His buddies at Black Ops, Inc. had recently relocated their organization from Buenos Aires to the States. He didn’t know where they were based, because the nature of their covert activities required a high level of anonymity, but he did know how to reach out and touch them. He’d helped them out on their last two missions and knew that all he had to do was ask and they’d get him what he wanted.

“Biometric facial-recognition program. I’m sure you’ve heard of it.” He took another bite, then swiped the corner of his mouth with a paper napkin. “Amazing
software. Compares key features of a subject from a photo—nose, eyes, eyebrows, mouth, face shape—to the faces stored in law enforcement and DMV databases. When a requisite number of features match, bingo. It’s gonna spit out a name to go with the face so fast you won’t have time to say, ‘Whoops, I’m so sorry I lied to you, Mike.’ ”
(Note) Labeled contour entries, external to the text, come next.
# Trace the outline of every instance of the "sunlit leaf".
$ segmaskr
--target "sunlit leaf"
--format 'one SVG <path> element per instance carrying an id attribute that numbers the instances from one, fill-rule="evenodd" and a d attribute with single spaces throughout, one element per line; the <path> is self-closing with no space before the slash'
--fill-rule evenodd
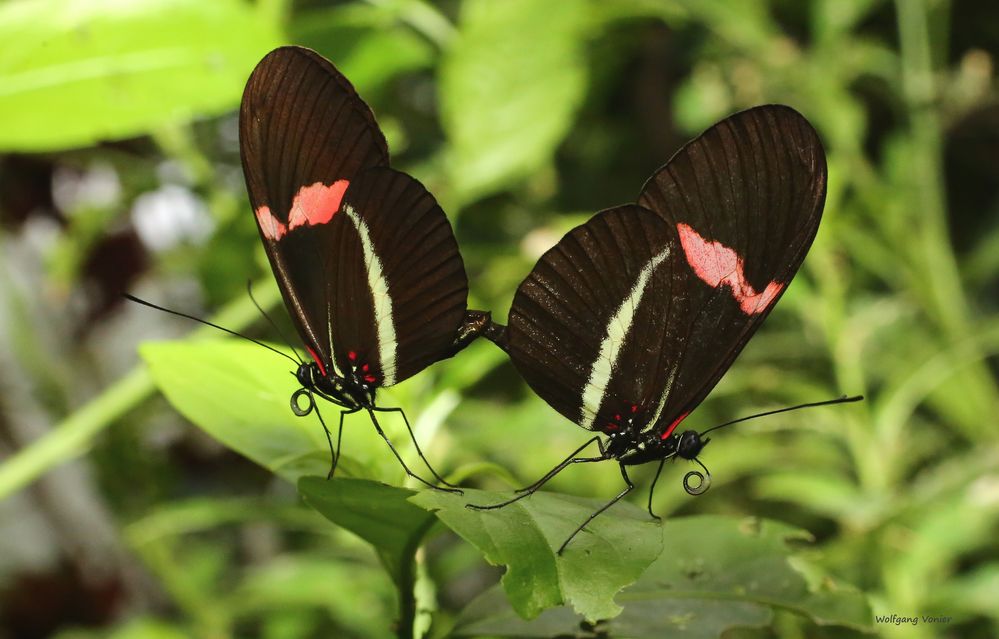
<path id="1" fill-rule="evenodd" d="M 868 629 L 862 594 L 804 570 L 787 541 L 807 537 L 784 524 L 700 516 L 664 525 L 665 550 L 617 597 L 623 612 L 601 622 L 608 636 L 717 639 L 733 628 L 763 627 L 773 610 L 791 610 L 822 625 Z M 511 602 L 512 603 L 512 602 Z M 495 592 L 464 611 L 459 636 L 574 636 L 585 620 L 566 608 L 525 621 Z"/>
<path id="2" fill-rule="evenodd" d="M 562 542 L 606 500 L 539 492 L 505 508 L 478 511 L 508 494 L 479 490 L 456 497 L 423 491 L 411 499 L 478 548 L 493 565 L 507 567 L 503 588 L 525 618 L 567 604 L 587 619 L 617 615 L 614 595 L 633 583 L 662 549 L 662 529 L 648 513 L 619 503 L 593 520 L 556 554 Z"/>
<path id="3" fill-rule="evenodd" d="M 397 583 L 412 585 L 412 562 L 434 523 L 433 514 L 406 501 L 411 490 L 363 479 L 303 477 L 305 502 L 375 547 Z"/>
<path id="4" fill-rule="evenodd" d="M 313 417 L 291 412 L 291 362 L 254 344 L 144 344 L 153 380 L 184 417 L 227 447 L 295 481 L 329 470 L 329 448 Z"/>
<path id="5" fill-rule="evenodd" d="M 0 148 L 41 151 L 232 110 L 281 34 L 240 0 L 21 0 L 0 41 Z"/>
<path id="6" fill-rule="evenodd" d="M 441 116 L 462 201 L 530 175 L 572 125 L 586 91 L 588 5 L 471 0 L 445 52 Z"/>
The software wasn’t perfect, but its proponents called it a breakthrough as significant as the introduction of fingerprint technology. And the BOIs had it.

“Too bad you don’t have a photo,” she said.

“Yeah, about that.” He shifted his weight to his left hip, dug into his right pants pocket, and pulled out his phone, which he’d picked up from the Beechcraft. “Smile.” He snapped her picture.